Только прилив необычайной отваги позволил моему добрейшему учителю Дуседаму взойти туда и приняться за обследование печальных останков здания, охраняемого собственным безобразием.
Предполагалось, что результаты изысканий увидят свет в печатном виде. Аббат и в самом деле записал кое-какие свои впечатления — отрывистые и сумбурные, — но так и не собрался закончить сочинение, хотя и прочил ему читательское внимание. Вот один фрагмент его заметок: «Удивительно, в каком неудобстве жили добрые монахи; я полагаю, сие обстоятельство весьма способствовало священному покаянию. Кельи узкие, низкие, без доступа свежего воздуха и света. Столы и скамьи рефекториума вытесаны из грубого серого камня. Часовня столь высока и темна, что свод ее виднеется, будто на дне колодца. За исключением просторных, но крайне неприглядных кухонных помещений, нигде нет и следа очага либо камина. Часть подвала служила, по-видимому, лабораторией: сохранились мощная кладка вытяжных отверстий, а также сложенный из кирпича перегонный куб внушительных размеров, водопровод и ложницы от кузнечного горна. Хотя занятия спагирией строго осуждались в минувшие века, некоторые монастырские ученые страстно увлекались этой наукой.
Не меньшее изумление вызывает необычайная протяженность подземных ходов и закоулков, ныне доступных лишь местами по причине обвалов, частичных затоплений и рудеральной растительности, вполне заслуживающей внимания сведущего ботаника. Очевидно, во времена, печально известные всевозможными гонениями, добрые монахи стремились обеспечить себе убежища и пути сообщения или бегства».
Я пытался было побудить аббата и к исследованию самого Мальпертюи — задача несравненно более легкая, но он отказывался с упорством, граничащим с явным недовольством.

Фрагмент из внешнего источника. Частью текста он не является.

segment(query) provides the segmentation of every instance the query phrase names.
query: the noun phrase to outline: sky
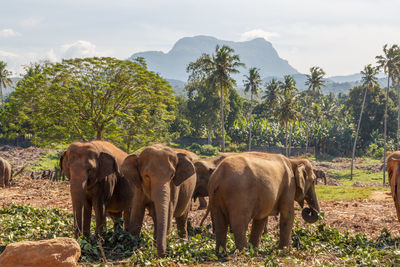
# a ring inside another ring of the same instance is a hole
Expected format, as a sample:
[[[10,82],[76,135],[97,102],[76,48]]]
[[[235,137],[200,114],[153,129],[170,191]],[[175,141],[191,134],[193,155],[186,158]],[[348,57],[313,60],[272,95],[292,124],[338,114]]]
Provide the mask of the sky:
[[[12,0],[0,7],[0,60],[17,76],[39,60],[168,52],[182,37],[263,37],[302,73],[359,73],[400,44],[398,0]]]

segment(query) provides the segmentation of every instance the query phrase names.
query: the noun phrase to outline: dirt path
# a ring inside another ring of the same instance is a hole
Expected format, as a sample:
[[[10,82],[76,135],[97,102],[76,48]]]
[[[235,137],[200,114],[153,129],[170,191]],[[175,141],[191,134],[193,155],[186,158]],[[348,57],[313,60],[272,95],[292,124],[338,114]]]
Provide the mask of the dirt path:
[[[17,178],[11,187],[0,188],[0,207],[11,202],[60,208],[69,212],[72,210],[68,182],[32,180],[27,176]],[[194,210],[189,215],[193,226],[199,225],[205,213],[204,210],[197,211],[197,206],[197,203],[193,205]],[[400,223],[391,195],[387,191],[374,192],[370,199],[364,200],[320,201],[320,206],[327,225],[341,232],[365,233],[371,238],[376,238],[381,230],[386,228],[393,235],[400,235]],[[296,210],[296,216],[301,218],[300,209]],[[150,218],[146,218],[145,221],[146,224],[151,224]],[[209,218],[206,223],[210,223]],[[270,217],[268,228],[277,234],[278,219]]]

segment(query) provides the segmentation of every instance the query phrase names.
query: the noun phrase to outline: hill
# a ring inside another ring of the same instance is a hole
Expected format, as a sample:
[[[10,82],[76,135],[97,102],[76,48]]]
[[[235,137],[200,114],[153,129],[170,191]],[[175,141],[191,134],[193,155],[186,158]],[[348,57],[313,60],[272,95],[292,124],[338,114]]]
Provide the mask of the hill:
[[[184,37],[178,40],[168,53],[147,51],[133,54],[129,59],[143,57],[150,70],[158,72],[167,79],[186,81],[188,74],[186,66],[203,53],[213,53],[216,45],[228,45],[235,49],[246,67],[260,68],[261,77],[283,76],[299,72],[280,58],[272,44],[263,38],[245,42],[219,40],[211,36]],[[241,81],[247,72],[242,68],[235,79]]]

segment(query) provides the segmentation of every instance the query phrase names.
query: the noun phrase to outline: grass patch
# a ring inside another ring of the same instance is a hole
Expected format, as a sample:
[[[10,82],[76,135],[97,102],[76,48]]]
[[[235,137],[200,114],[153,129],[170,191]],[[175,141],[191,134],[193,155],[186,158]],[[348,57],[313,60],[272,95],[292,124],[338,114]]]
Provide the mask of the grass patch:
[[[72,215],[58,209],[37,209],[10,205],[0,208],[0,251],[4,245],[20,240],[38,240],[72,236]],[[235,251],[232,234],[227,237],[227,254],[219,258],[214,251],[215,237],[209,226],[190,228],[189,238],[181,239],[175,229],[167,239],[167,255],[158,258],[151,231],[142,231],[135,238],[122,230],[108,231],[102,236],[102,247],[110,264],[171,265],[221,264],[228,265],[362,265],[394,266],[400,264],[400,239],[393,238],[385,229],[376,240],[363,234],[340,233],[327,226],[323,213],[313,225],[295,219],[292,248],[276,249],[278,237],[265,234],[258,248],[249,246],[244,252]],[[80,238],[81,262],[102,264],[98,238],[94,235]]]
[[[49,151],[40,157],[40,159],[29,168],[31,171],[54,170],[60,168],[60,153]]]
[[[315,186],[318,200],[367,199],[375,191],[389,191],[385,187]]]

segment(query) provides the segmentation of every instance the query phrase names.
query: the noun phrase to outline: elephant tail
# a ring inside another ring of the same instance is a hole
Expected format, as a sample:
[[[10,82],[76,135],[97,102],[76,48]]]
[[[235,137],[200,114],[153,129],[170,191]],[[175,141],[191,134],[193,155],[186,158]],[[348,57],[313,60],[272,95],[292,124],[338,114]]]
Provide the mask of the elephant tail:
[[[211,202],[210,202],[210,203],[208,204],[208,206],[207,206],[206,214],[205,214],[204,217],[201,219],[200,227],[203,226],[204,221],[206,220],[206,218],[208,217],[208,214],[210,213],[210,207],[211,207],[210,204],[211,204]]]
[[[22,167],[19,171],[17,171],[16,173],[14,173],[13,175],[11,175],[10,177],[10,182],[13,178],[17,177],[18,175],[20,175],[27,167],[28,165],[25,165],[24,167]]]

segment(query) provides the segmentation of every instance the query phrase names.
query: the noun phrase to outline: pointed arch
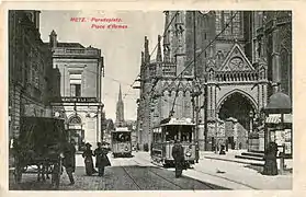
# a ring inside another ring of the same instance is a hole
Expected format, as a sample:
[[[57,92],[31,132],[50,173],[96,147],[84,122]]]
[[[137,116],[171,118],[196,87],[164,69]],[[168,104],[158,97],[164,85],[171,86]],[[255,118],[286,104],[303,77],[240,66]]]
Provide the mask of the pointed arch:
[[[256,102],[256,100],[254,100],[250,94],[248,94],[247,92],[245,92],[245,91],[242,91],[242,90],[239,90],[239,89],[235,89],[235,90],[229,91],[227,94],[225,94],[225,95],[218,101],[217,107],[216,107],[217,114],[219,113],[219,109],[220,109],[220,107],[223,106],[223,104],[226,102],[226,100],[228,100],[228,99],[229,99],[233,94],[235,94],[235,93],[239,93],[239,94],[242,95],[242,97],[246,97],[246,99],[250,102],[250,104],[251,104],[253,111],[254,111],[256,113],[258,112],[258,103]]]

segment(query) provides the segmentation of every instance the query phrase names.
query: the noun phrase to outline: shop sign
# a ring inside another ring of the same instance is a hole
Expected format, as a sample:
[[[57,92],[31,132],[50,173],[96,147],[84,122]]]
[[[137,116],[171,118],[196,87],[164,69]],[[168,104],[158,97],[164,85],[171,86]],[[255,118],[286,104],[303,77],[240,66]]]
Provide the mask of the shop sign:
[[[284,114],[284,123],[292,123],[292,114]]]
[[[69,125],[69,129],[82,129],[80,125]]]
[[[59,101],[61,101],[61,103],[98,103],[97,97],[60,97]]]

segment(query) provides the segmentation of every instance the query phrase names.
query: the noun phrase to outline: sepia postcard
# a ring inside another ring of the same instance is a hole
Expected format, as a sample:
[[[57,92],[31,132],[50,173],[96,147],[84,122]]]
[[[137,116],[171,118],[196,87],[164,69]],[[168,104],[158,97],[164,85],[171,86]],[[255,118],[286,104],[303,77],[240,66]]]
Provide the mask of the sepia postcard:
[[[5,194],[303,196],[298,3],[3,3]]]

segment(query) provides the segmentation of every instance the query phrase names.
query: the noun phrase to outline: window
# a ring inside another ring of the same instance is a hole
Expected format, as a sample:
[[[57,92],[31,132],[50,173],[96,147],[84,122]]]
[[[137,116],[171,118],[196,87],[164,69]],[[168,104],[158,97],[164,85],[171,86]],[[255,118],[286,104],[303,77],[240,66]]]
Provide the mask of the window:
[[[81,96],[81,84],[70,84],[70,96],[72,97]]]
[[[70,73],[70,96],[80,97],[81,96],[81,73]]]

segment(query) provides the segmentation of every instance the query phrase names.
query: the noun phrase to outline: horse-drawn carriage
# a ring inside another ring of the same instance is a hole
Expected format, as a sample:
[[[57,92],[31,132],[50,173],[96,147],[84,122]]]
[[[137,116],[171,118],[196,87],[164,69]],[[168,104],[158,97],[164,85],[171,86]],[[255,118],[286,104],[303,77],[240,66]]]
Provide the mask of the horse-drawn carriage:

После редких визитов в какую-либо неосвоенную часть дома Дуседам долго сидел на своем стуле, нахохлившись, опустив голову и поджав губы, вспотевшие руки мелко подрагивали; подозреваю, в эти минуты он твердил про себя какие-нибудь экзорцизмы против нечистой силы. Вполне возможно, смиренному и верному служителю Господа свыше дано было провидеть ужасную участь, уготованную ему в этом прибежище великого зла, и он принял свою судьбу, как святые принимают мученический венец.
Только в нашей мрачноватой кухне в его глазах пропадало выражение ужаса: творения и общество Элоди придавали силы выносить некое таинственное постороннее присутствие, а быть может, и решимость бросить вызов скрытым и невидимым, но тем более грозным силам.

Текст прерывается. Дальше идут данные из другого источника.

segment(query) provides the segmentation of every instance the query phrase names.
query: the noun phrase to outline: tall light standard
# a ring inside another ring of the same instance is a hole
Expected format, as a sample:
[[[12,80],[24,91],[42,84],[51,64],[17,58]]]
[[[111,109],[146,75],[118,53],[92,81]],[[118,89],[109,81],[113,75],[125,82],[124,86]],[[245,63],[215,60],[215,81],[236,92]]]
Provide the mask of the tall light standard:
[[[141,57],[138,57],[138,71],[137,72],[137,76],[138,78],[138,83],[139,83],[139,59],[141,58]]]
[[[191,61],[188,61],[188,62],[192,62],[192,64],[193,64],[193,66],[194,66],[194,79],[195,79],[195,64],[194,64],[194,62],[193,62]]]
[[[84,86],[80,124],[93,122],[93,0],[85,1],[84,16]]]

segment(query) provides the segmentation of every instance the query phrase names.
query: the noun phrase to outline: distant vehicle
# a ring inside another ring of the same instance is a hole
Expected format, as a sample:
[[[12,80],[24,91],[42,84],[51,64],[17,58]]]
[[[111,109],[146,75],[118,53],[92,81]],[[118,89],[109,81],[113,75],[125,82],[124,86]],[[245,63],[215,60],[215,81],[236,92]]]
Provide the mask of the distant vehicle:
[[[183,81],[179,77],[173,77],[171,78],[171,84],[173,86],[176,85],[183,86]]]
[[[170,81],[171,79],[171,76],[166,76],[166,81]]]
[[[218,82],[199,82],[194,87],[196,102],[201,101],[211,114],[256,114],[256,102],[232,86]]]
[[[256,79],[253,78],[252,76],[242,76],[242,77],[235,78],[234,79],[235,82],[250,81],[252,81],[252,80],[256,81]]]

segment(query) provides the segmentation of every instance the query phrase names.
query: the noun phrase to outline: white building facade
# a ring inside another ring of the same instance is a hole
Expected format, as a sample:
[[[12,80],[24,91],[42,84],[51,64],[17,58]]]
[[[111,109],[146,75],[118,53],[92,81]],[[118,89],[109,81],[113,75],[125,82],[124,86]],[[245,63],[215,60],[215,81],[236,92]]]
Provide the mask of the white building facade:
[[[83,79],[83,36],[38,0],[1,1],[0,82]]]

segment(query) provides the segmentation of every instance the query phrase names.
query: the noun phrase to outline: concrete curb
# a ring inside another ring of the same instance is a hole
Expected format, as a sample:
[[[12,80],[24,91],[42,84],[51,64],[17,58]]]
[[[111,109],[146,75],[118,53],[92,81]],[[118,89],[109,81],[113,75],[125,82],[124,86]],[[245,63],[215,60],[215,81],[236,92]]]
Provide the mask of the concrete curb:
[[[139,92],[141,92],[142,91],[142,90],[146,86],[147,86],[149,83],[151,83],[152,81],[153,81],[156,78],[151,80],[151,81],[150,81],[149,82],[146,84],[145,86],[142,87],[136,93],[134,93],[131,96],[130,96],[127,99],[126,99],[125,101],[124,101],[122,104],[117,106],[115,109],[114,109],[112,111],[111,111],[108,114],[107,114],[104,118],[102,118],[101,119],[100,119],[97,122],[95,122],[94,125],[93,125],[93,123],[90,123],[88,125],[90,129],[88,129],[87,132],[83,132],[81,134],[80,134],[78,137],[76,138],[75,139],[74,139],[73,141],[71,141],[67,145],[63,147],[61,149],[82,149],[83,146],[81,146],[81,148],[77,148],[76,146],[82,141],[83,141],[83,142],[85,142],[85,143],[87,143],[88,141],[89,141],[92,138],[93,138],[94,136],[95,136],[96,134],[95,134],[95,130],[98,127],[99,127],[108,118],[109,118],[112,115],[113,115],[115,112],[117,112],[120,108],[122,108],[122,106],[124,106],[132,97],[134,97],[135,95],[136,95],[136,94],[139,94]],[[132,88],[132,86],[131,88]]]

Бедный, милый аббат страдал оттого, что чревоугодие не просто предосудительно, но и большой смертный грех. Суфле из костного мозга, нашпигованная чесноком баранья нога и точащая сок домашняя птица, поданные нашей няней на огромный стол полированного дуба, исторгали у аббата сокрушенные вздохи.

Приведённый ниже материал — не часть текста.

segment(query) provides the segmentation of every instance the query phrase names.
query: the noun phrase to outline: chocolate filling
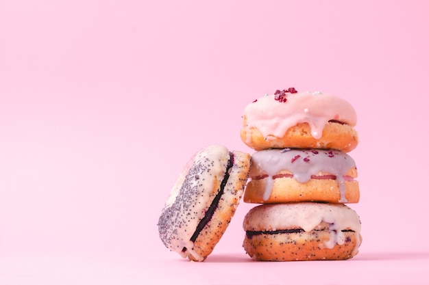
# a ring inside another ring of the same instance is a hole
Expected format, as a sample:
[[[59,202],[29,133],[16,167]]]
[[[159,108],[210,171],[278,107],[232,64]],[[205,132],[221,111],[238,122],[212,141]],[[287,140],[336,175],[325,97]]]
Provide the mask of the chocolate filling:
[[[247,230],[246,236],[247,239],[252,239],[252,237],[258,234],[293,234],[302,232],[304,230],[302,228],[292,230]],[[353,230],[342,230],[341,232],[354,232]]]
[[[226,165],[226,171],[225,172],[225,176],[223,176],[223,180],[221,182],[221,185],[219,187],[219,191],[212,201],[212,204],[208,207],[208,209],[206,212],[206,215],[204,217],[199,221],[194,234],[191,237],[191,241],[195,242],[198,237],[198,235],[201,232],[201,230],[204,228],[204,227],[208,223],[210,219],[212,219],[212,217],[213,217],[213,214],[214,214],[214,211],[217,208],[217,205],[219,204],[219,201],[221,200],[221,198],[222,195],[223,195],[223,189],[225,189],[225,186],[228,181],[230,178],[230,173],[231,172],[231,169],[234,165],[234,154],[232,152],[230,152],[230,159],[228,160],[228,164]],[[184,247],[182,249],[182,252],[186,251],[186,247]]]

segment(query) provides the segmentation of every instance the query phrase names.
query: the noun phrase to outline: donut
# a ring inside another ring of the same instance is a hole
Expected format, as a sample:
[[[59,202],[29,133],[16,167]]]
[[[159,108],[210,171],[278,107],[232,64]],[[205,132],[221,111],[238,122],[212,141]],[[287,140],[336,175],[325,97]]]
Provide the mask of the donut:
[[[260,261],[346,260],[362,241],[359,217],[342,204],[262,204],[243,226],[246,253]]]
[[[241,199],[250,155],[210,145],[184,167],[158,222],[164,245],[183,258],[204,261],[226,230]]]
[[[358,141],[356,113],[345,100],[291,87],[247,105],[240,135],[255,150],[323,148],[348,152]]]
[[[269,149],[254,153],[243,201],[357,203],[354,159],[335,150]]]

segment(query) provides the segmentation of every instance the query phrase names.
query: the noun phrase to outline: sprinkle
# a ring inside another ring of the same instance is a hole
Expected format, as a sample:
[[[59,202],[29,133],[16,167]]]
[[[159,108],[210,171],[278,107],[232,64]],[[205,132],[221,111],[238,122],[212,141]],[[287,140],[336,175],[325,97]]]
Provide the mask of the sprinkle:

Терзаясь раскаяньем, вонзал он вилку в трепещущие нежным жирком аппетитные куски, кромсал филе, изничтожал компоты; в процессе еды он изо всех сил пытался сложить лоснящиеся соусом губы в горькую сокрушенную усмешку, но улыбка его становилась все более блаженной, все более счастливой.
Впрочем, всякий раз ему удавалось убедить себя в невинности гурманства.
— Коли соизволением Господним по уютным ложбинкам и полянам растут грибы, коли мясистый гребешок венчает петушиную голову, в глубине укромных долин цветет дикий чеснок, а виноград Мадейры наливается жаром послеполуденных южных сиест — не для того же они оттеняют вкус рагу из дичи, чтобы явить из сего кушанья орудие погибели и проклятья. Между прочим, у Миноса стол не отличался изобилием.
Так рассуждал он. Но, произнеся имя верховного судьи Аида, оратор содрогнулся, и тревога проснулась в добрых голубых глазах.